The Main Military Clinical Hospital named after Academician N.N. Burdenko conducted the world’s first operation using a bioprinter consisting of a robotic arm, a bioprinting system, and computer vision. The device was developed by scientists at NUST MISIS and the pioneers of Russian bioprinting, the company 3D Bioprinting Solutions. The trajectory of the in situ biopolymer delivery, directly into the wound, was programmed on-site by a university specialist after scanning the site of the injury. The surgeon harvested the patient’s cells from the bone marrow and then added them to bio-ink for printing. The robot conducted the scanning and bioprinting without human involvement. According to the medical professionals at the center, this equipment opens up entirely new possibilities for treating complex extensive soft tissue defects.
The main issues that can affect the bioprinting process include the complex relief of the wound surface, increased bleeding of tissues, and the presence of foreign bodies, such as nearby metal structures for fixing bone fragments.
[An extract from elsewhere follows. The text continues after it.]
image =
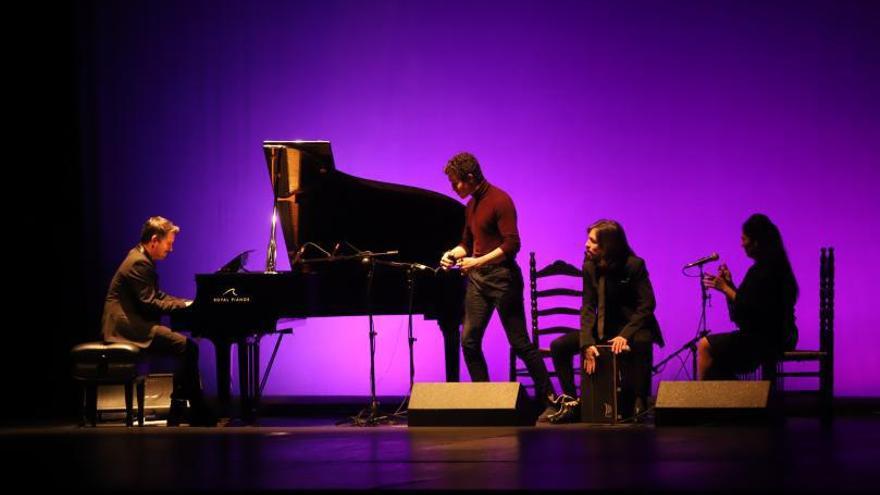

Owing to the developed wound scanning and printing system, the bioprinter under the supervision of a surgeon can accurately and quickly close the injury with polymer compositions containing the patient’s cells.
“Three-dimensional in situ bioprinting is a non-invasive way to non-traumatically restore the integrity of damaged soft tissues. During reconstructive surgery, this method allows for reducing the area of the defect, significantly decreasing the extent of surgical trauma and the risk of postoperative complications. A new domestic collagen hydrogel is used as bio-ink in combination with the patient’s autologous cells, stimulating tissue regeneration,” emphasized Marina Shchedrina, PhD, senior researcher and surgeon at the Burdenko Main Military Clinical Hospital.
The bioprinting technology was developed by scientists at NUST MISIS and 3D Bioprinting Solutions.
“We see how bioprinting methods are beginning to be implemented in clinics in different countries around the world. In Russia, our company has been developing such technologies for ten years. Nevertheless, in situ bioprinting directly into a wound defect has been carried out for the first time in the world. We are certainly pleased that Russia maintains a national priority in the development of bioprinting, and the technology is moving from laboratory walls to clinical institutions and beginning to benefit real patients,” said Yusef Khesuani, co-founder and managing partner of 3D Bioprinting Solutions.
As noted by Fedor Senatov, director of the Institute of Biomedical Engineering at NUST MISIS, in the near future, we can expect a more extensive implementation of in situ bioprinting technology in clinical practice.
“We have taken the first step towards a future in which surgeons will not just manipulate robotic systems, but robots will be fully autonomous participants in operations. An important precedent has been set for using a bioprinter for non-traumatic closure of extensive acquired defects directly on a patient without prior preparation of 3D models and without the need for implanting pre-printed tissue equivalents,” concluded Fedor Senatov.